This year I’ve been planning a trip to Hawaii around the holidays and as many of you know airfare prices have gone through the roof. With airlines cutting back flight schedules and fuel prices relatively high, I don’t expect any relief in airfare prices in the near future. As such, I’ve been checking fares regularly from Chicago to Hawaii in December, which have been $1,000+ on the days that I want to travel.
I’ve considered redeeming miles, but the only availability I can find are 80,000 miles for a Standard Award on United and 90,000 miles for an Economy AAnytime redemption on AA. Obviously, this is a horrible redemption value vs. simply paying $1,000 for this flight. Redeeming 90,000 miles for a $1,000 flight equates to a redemption value of just over a cent per mile (1.11 cents/mile to be exact), which is way below my 2 cents/mile target.
I must add that I am very hesitant to wait until the last minute to book these flights as we have a bunch of family meeting us there and I’m not confident that Saver Award space will open up close to departure, so I’m in the mindset that buying a ticket is likely my best option.
After doing some research I discovered a little known and little used benefit of the Bank of America Alaska Air Visa. Every year you are a card member you get a free $99 companion ticket discount code, which can be redeemed on both economy and first class flights! Here are some of the details of the companion pass:
– Valid on any fare class and any cabin
– Two seats must be available on the flight
– Companion books into the same fare class as the main travler
– Both travelers earn miles on the flights
– Travel must be on Alaska flights only
– Valid for one-way or round-trip travel, but not open jaws (the Bank of America site says it is for round trip travel, but the terms and conditions on the actual certificate do not limit it to round trip only)
From my actual certificate in my Alaska Air account
My experience redeeming the pass
When searching for flights I discovered that coach fares to Hawaii were around $1,400 round trip, but first class was just $300 more at around $1,700. Even after taxes and applying the $99 companion certificate, my total cost for two round trip tickets was less than $2,000 total ($990 each). Considering that AA and United were charging more than $1,000 just for a round trip ticket in coach, this was a complete no-brainer! My only issue was, since we were connecting in Seattle or Portland, searching for first class availability on all segements was a bit cumbersome. The reason being that Alaska would display the fare as first class even if only one of the two connecting legs had first class available. For instance, if the ORD-SEA had first class open, but the SEA-OGG leg did not, it would display the price as first class, which was completely useless to me. I mean who wants to pay a first class fare and only sit in first on the domestic leg?? You wouldn’t know you would be sitting in coach until you added the flights to your cart and were about to check out (very deceptive). The way I got around this problem was just searching for the SEA-HNL leg (ignoring the ORD-SEA leg), identifying the flights I wanted and assuming that the ORD-SEA leg would have first class seats open (of course it would be).

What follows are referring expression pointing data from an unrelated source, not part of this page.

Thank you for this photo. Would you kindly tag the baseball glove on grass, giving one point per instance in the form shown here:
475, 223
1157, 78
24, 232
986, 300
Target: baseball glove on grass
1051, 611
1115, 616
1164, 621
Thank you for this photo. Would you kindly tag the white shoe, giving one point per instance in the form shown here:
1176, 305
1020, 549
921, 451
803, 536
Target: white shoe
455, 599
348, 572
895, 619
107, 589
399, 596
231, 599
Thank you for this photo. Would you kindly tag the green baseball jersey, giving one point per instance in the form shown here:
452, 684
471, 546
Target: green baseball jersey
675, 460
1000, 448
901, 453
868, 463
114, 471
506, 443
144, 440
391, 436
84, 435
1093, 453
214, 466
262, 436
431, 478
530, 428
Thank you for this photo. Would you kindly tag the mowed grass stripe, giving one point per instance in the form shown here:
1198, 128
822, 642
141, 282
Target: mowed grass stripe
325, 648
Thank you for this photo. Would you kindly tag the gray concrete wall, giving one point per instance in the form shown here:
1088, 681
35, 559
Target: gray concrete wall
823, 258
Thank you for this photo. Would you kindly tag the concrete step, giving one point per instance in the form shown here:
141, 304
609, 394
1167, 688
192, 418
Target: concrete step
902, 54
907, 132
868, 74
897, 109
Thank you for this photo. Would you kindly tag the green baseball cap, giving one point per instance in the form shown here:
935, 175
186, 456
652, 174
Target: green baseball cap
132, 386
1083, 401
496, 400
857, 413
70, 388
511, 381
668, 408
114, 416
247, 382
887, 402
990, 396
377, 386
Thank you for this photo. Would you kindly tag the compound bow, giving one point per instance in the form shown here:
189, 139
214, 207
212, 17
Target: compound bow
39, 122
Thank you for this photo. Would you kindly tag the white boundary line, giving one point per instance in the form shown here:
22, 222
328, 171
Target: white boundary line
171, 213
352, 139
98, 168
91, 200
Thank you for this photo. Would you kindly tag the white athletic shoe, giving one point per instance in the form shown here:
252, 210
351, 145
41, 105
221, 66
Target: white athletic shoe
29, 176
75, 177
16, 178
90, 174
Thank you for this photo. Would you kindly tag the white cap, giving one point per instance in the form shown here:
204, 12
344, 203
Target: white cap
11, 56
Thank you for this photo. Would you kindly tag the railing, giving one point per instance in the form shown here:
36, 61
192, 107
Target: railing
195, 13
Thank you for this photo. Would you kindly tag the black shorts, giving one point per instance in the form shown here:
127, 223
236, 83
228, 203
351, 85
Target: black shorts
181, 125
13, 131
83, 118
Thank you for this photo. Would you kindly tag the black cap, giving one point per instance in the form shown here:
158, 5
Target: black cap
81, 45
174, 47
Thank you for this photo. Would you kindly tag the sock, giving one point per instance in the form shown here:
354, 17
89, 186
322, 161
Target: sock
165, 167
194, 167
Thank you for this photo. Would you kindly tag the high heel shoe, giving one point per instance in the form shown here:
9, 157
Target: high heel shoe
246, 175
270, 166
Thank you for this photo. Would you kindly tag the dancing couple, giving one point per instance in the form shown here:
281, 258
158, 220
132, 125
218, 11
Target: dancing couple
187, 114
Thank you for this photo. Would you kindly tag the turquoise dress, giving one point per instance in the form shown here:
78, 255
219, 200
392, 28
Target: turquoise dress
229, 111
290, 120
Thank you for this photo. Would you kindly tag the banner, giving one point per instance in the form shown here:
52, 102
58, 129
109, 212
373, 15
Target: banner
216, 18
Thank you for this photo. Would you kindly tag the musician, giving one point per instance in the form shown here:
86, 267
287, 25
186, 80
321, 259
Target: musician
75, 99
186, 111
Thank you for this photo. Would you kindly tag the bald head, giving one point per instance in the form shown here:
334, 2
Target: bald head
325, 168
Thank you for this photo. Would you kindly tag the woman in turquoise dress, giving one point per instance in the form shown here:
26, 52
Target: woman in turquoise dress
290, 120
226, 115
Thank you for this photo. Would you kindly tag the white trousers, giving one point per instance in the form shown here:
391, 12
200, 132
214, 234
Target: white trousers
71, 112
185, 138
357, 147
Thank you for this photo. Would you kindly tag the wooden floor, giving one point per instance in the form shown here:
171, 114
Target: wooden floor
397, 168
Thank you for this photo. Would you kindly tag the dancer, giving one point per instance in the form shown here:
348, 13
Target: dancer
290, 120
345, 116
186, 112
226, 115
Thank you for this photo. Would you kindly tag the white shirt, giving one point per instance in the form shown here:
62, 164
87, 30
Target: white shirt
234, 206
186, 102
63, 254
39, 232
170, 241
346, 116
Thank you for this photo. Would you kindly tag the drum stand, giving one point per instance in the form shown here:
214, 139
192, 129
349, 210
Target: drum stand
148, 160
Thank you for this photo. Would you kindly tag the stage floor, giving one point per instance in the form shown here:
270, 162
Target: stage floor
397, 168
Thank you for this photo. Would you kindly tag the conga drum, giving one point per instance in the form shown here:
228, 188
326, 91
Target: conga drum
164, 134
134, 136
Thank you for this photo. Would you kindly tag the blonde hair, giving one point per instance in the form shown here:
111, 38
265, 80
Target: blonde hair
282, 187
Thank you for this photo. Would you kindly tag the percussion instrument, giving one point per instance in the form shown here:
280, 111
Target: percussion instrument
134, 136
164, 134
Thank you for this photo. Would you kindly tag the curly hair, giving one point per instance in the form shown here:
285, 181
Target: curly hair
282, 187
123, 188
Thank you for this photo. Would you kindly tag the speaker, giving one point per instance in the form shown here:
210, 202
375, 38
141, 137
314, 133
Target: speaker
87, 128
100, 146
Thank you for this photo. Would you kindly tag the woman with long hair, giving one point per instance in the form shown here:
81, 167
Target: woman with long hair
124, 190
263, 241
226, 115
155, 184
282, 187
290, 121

It took me about an hour to find the flights I wanted with all segments in first class, and I ended up booking two round trip flights on peak travel days around the holidays for less than $1,000 each, which was cheaper than the coach flight I was planning to buy on United!
The best part is that my flight is fully refundable, and I will earn a ton of miles for this trip:
1 – 1,000 bonus miles for booking a flight on AlaskaAir.com using my Bank of America Visa Signature Card.
2 – 6,000 miles for charging the tickets to my Alaksa Air card (3 miles per $1 on all qualifying Alaska Airlines flight purchases)
3 – 13,000 flight miles earned (50% bonus for first class travel)
In summary I will earn 20,000 miles for my trip, which is 80% of the way to a domestic round trip award. In fact, I value Alaska Miles at 1.7 cents/mile, so the 20,000 miles I’m earning are worth $340. If you subtract that from the $990 I paid for one first class flight, I only paid $650!
Other sources besides myself agree that the Alaska Air Visa might be worth owning, just for this companion certificate. According to View From The Wing, there is no companion certificate more valuable the Alaska Companion Pass, and The Points Guy bestows the virtues of the Alaska Air Visa on AwardWallet.